States that accept the money are not allowed to include an automatic cut-off date, so the expansion would be a permanent new entitlement. The governors of Alabama, Alaska, Louisiana, Mississippi, South Carolina and Texas also turned down all that “free money” because it would wind up costing employers millions more down the road.
Virginia’s unemployment benefits had already been extended from 26 weeks to a year and two months without the disputed $125 million, House Speaker William Howell told me. So why is three percent of Virginia’s $4 billion stimulus package becoming such a big issue in the campaign?
Under Gov. Tim Kaine, who also happens to be chairman of the Democratic National Committee, unemployment in Virginia nearly doubled to 6.8 percent. That’s not exactly something to brag about when you’re asking people to keep your party in office.
Attacking McDonnell for a vote he didn’t even make diverts attention from the real issue: Virginia is losing jobs. Raising payroll taxes will accelerate this process, not reverse it.
The government can force employers to lay off workers, but even President Barack Obama himself can’t force them to hire.
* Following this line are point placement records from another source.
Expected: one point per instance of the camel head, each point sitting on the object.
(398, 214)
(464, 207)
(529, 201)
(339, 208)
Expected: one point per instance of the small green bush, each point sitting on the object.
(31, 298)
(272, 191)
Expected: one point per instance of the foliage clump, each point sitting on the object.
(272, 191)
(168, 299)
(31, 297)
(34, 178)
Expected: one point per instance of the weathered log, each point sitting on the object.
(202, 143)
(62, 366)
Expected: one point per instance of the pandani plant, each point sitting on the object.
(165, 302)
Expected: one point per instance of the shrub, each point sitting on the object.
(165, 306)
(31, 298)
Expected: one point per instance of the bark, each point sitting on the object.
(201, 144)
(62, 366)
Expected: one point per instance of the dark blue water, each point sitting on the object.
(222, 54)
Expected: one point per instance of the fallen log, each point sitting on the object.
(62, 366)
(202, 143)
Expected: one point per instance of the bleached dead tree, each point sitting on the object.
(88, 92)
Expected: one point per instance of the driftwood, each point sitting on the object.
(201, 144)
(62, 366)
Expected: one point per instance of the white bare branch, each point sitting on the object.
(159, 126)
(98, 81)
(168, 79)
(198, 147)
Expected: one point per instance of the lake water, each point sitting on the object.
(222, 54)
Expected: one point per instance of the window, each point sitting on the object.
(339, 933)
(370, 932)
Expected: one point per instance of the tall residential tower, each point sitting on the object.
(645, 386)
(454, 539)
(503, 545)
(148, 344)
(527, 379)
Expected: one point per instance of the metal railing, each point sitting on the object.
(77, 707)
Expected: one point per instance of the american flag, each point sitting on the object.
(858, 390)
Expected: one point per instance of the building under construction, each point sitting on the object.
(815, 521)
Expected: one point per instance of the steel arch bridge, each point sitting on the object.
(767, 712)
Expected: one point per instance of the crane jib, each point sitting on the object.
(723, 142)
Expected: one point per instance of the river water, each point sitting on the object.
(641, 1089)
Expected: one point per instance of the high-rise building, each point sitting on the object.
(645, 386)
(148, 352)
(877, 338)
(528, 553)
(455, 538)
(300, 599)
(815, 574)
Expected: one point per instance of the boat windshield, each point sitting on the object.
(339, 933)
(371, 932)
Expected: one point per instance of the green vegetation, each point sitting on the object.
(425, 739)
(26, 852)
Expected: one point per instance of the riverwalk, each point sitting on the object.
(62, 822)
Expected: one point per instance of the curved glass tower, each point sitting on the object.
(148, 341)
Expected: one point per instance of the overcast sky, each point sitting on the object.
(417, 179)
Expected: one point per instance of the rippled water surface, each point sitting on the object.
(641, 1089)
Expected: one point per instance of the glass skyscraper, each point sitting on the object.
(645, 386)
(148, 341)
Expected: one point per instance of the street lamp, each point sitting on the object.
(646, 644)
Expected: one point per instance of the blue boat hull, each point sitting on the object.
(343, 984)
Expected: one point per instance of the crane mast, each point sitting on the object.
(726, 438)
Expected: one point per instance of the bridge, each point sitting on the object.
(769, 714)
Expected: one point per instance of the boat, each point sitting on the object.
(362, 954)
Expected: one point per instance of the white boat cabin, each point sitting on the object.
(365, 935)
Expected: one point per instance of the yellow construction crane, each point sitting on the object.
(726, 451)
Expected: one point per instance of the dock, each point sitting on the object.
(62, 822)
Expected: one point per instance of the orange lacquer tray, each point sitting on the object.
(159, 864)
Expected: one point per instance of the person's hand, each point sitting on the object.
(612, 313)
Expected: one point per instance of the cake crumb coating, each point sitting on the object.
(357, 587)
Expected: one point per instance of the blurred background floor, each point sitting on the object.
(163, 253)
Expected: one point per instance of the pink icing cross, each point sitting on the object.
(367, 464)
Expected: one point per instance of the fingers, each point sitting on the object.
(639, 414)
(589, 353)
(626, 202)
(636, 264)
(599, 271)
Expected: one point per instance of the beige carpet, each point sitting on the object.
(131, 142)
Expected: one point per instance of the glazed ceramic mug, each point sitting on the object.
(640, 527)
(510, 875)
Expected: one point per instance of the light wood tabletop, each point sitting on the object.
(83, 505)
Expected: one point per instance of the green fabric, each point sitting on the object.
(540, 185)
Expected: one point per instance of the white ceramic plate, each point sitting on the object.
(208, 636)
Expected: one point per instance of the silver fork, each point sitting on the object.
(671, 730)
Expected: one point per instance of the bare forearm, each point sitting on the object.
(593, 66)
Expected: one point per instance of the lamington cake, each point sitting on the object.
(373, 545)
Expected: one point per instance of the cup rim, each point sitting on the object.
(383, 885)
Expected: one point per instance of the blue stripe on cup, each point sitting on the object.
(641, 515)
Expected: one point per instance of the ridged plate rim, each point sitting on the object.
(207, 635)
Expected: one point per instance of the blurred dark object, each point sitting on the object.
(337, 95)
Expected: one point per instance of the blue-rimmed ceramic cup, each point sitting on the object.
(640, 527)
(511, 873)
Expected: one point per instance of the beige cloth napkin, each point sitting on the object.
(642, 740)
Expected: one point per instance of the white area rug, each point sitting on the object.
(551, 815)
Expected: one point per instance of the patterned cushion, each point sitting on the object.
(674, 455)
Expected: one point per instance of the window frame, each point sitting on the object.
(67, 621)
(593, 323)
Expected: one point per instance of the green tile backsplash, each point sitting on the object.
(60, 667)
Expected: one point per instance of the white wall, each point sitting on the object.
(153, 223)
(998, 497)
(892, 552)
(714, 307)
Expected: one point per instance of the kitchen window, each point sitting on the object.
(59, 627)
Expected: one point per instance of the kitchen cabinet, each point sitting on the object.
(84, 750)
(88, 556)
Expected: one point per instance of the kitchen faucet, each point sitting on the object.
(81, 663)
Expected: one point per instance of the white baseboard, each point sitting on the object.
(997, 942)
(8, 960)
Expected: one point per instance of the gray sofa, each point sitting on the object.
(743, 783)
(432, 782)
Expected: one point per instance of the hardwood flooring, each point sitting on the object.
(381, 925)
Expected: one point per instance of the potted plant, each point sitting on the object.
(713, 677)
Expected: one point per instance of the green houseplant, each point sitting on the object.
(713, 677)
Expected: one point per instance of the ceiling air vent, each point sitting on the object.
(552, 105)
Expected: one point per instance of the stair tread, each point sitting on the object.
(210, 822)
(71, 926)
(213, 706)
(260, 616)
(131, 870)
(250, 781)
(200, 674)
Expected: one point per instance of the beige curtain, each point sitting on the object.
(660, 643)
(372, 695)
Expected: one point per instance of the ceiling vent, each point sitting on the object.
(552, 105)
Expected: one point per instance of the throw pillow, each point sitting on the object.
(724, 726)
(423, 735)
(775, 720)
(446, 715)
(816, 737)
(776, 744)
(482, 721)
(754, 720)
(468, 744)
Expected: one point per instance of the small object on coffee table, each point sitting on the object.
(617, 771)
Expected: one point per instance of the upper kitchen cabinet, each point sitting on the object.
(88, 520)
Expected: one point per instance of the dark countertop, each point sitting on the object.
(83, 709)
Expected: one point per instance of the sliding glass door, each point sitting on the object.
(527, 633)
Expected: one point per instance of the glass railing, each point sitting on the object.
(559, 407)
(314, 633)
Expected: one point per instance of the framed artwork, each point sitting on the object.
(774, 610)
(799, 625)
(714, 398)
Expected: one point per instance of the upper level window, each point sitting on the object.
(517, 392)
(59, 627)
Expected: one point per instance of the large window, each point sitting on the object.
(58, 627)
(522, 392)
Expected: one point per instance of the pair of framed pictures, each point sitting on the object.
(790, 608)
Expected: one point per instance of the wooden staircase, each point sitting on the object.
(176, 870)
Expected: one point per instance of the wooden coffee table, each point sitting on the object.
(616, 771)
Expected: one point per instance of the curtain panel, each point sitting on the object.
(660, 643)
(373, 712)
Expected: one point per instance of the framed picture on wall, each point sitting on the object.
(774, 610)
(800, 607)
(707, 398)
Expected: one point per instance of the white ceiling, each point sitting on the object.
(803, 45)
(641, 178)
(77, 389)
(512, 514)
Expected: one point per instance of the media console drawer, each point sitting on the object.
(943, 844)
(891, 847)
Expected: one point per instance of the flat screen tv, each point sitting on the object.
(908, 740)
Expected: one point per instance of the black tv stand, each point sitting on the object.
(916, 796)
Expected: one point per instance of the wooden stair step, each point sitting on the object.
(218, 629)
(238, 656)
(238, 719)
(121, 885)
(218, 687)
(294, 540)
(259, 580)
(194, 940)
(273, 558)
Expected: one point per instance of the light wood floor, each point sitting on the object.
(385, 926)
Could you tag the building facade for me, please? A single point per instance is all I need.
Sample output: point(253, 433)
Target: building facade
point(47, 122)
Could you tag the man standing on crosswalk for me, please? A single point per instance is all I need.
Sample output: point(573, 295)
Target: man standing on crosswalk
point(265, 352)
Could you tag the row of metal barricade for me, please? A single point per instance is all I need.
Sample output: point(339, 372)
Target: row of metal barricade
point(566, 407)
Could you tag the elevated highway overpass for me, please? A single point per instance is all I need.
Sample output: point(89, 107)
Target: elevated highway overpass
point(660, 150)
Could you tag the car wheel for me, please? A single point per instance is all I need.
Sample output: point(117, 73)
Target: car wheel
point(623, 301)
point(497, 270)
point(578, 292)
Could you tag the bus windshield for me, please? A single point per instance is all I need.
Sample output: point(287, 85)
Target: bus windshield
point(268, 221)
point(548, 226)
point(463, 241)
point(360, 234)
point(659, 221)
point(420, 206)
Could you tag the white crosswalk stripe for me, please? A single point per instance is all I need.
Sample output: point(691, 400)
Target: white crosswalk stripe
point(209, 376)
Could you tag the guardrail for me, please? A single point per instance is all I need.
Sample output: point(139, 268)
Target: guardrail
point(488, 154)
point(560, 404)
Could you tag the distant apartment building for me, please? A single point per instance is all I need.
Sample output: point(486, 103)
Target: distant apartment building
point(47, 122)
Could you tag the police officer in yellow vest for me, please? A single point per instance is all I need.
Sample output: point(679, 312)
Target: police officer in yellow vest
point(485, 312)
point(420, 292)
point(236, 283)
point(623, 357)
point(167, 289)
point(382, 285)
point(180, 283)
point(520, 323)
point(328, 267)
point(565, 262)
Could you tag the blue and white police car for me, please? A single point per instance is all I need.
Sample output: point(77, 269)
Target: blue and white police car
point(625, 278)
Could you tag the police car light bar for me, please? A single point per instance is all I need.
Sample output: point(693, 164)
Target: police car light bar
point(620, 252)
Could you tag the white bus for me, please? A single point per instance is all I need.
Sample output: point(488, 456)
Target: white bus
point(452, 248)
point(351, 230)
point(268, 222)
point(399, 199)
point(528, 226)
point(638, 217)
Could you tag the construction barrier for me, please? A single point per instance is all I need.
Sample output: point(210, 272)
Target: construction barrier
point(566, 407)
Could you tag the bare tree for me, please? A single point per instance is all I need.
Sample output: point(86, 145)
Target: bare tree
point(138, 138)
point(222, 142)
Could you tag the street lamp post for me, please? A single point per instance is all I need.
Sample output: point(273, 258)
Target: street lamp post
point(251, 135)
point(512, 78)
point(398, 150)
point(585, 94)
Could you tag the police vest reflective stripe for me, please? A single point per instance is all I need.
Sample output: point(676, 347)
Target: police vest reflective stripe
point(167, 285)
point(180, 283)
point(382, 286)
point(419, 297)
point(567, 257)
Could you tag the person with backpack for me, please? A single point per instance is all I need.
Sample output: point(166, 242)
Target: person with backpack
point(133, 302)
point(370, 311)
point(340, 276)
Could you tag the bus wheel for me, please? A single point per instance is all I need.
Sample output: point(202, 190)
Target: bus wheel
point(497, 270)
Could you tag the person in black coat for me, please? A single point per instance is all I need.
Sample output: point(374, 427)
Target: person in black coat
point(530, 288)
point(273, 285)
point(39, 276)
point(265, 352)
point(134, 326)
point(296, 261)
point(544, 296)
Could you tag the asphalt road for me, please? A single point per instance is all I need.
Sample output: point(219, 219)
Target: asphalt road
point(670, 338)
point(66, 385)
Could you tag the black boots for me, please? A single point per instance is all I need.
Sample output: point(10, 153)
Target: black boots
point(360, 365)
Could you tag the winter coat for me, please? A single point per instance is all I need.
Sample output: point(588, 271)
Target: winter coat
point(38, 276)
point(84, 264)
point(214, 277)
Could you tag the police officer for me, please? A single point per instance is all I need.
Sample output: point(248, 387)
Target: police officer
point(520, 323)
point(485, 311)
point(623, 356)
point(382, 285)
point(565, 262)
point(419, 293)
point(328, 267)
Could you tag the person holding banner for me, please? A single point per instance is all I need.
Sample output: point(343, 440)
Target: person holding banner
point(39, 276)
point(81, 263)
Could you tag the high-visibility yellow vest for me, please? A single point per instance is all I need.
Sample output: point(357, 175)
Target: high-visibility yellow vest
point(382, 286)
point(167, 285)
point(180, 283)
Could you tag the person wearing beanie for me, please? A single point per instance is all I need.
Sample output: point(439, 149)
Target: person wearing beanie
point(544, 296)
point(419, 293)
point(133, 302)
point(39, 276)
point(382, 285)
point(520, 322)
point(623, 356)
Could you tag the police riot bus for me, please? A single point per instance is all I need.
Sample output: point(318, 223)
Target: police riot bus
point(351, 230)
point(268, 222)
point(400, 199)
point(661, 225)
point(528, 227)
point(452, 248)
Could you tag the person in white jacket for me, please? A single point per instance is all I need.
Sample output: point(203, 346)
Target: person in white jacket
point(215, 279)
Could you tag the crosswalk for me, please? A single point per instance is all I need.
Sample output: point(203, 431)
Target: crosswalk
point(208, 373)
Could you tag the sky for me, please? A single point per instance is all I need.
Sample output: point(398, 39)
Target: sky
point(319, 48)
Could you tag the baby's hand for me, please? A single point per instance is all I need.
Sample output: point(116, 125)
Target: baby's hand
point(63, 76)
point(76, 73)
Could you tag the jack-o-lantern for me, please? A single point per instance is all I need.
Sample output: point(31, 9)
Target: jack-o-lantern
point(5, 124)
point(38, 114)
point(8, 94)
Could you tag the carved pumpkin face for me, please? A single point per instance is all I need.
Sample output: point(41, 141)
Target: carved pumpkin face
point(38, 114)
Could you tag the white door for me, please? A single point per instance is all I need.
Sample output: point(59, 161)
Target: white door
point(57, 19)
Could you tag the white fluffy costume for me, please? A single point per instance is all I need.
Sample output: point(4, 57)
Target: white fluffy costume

FDR found this out the hard way when all of his make-work efforts barely dented the double-digit unemployment that plagued his administration long after the Great Depression had ended in Europe.
In “New Deal or Raw Deal?,” historian Burton Folsom, Jr. quotes FDR Treasury Secretary Henry Morgenthau, who frankly told the House Ways and Means Committee: “…We have tried spending money. We are spending more than ever spent before and it does not work…after eight years of this Administration we have just as much unemployment as when we started… And an enormous debt to boot!”
It was only when FDR launched a massive military buildup in 1941 that unemployment finally fell below 10 percent. But since President Obama plans to scale back military production, so there won’t be surge of ship-building in Newport News anytime soon.
The current strategy could very well backfire when it becomes clear that two Democratic governors are leaving Virginia with growing ranks of unemployed workers – not exactly something they want voters to think about when they go to the polling place this November.
Barbara F. Hollingsworth is The Examiner’s local opinion editor.